The hours the Appellant worked

[22] The Appellant doesn’t dispute the number of hours he accumulated from July 30, 2023, to July 26, 2025. He agrees he hasn’t accumulated any hours of insurable employment since March 2021.Footnote 17

[23] There is no evidence that makes me doubt that the Appellant accumulated 0 hours from July 30, 2023, to July 26, 2025. I therefore find that he accumulated 0 hours from July 30, 2023, to July 26, 2025.

[24] Unfortunately, extending the Appellant’s qualifying period doesn’t help him. The law says that a qualifying period can not be extended to be more than 104 weeks.Footnote 18 Even with extending the Appellant’s qualifying period to the maximum 104 weeks, he would still have no hours of insurable employment in his qualifying period, because he hasn’t worked since March 2021. The law doesn’t allow the Appellant’s qualifying period to be extended to include the hours he worked in 2021 and earlier.

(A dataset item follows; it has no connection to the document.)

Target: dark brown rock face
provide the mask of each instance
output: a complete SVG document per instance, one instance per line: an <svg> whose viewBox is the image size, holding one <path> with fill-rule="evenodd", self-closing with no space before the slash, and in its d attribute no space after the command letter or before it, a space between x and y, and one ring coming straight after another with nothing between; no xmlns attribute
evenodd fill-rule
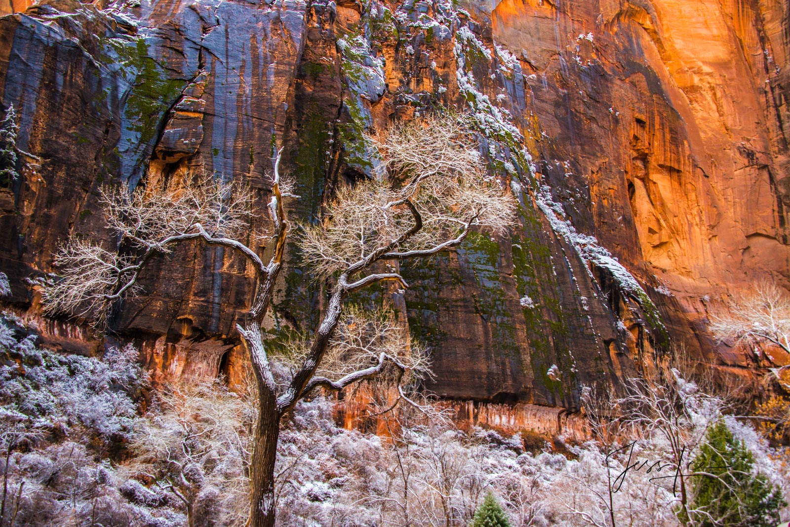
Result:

[25] The Appellant argues that his qualifying period should be extended so that he has enough hours to qualify for benefits. He feels he should be able to collect EI sickness benefits, because he has been, and still is, unable to work and he needs financial help.

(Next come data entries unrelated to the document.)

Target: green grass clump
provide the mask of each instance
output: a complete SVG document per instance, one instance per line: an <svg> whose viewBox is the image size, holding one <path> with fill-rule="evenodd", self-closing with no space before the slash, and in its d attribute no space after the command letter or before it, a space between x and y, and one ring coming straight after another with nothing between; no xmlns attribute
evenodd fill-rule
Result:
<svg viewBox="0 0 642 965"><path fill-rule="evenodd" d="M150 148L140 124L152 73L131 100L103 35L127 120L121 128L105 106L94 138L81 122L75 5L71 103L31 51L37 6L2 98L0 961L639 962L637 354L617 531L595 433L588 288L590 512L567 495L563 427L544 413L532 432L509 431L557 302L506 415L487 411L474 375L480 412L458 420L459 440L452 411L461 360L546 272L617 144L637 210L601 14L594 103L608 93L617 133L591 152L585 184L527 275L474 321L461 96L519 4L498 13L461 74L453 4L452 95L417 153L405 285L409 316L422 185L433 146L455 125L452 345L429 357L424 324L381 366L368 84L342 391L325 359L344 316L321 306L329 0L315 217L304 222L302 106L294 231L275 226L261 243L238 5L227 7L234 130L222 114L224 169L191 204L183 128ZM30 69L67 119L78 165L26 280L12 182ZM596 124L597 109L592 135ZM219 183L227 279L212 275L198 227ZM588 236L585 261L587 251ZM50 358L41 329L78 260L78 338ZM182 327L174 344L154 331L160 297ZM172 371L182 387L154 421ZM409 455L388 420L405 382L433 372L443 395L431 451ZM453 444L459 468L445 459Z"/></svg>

[26] But the law says that the only hours that can be considered in determining eligibility for benefits are the hours that fall within a claimant’s qualifying period. Hours that are outside of the qualifying period can’t be used.Footnote 19 So, the Appellant’s hours accumulated in his job 2021 and earlier can’t be used in determining his eligibility for benefits.

So, has the Appellant worked enough hours to qualify for benefits?

[27]No. The Appellant has accumulated 0 hours in his qualifying period, and he needed 600.

[28] I recognize that the Appellant feels he should be entitled to receive EI sickness benefits, because he has a chronic injury and can’t work as a result. But entitlement to EI benefits isn’t automatic. Like any insurance scheme, claimants must meet certain requirements to qualify for benefits. The Appellant doesn’t meet the requirements, so he doesn’t qualify for benefits. I sympathize with the Appellant’s situation, but I cannot change the law.Footnote 20

[29] While the Appellant may feel that this outcome is unjust, my decision is not based on fairness, but on consideration of the evidence before me and the application of the law. The Federal Court of Appeal says I can only follow the plain written meaning of the law. I can’t rewrite the law or add new things to the law to make an outcome that seems fairer for the Appellant.Footnote 21 And the law is clear that claimants must accumulate the required hours within their qualifying period, to qualify for EI benefits. There is no room for discretion. In fact, the Federal Court has decided that even a person short by only one hour doesn’t qualify for benefits.Footnote 22

Conclusion

[30] The Appellant doesn’t have enough hours to qualify for EI regular benefits.

[31] This means that the appeal is dismissed.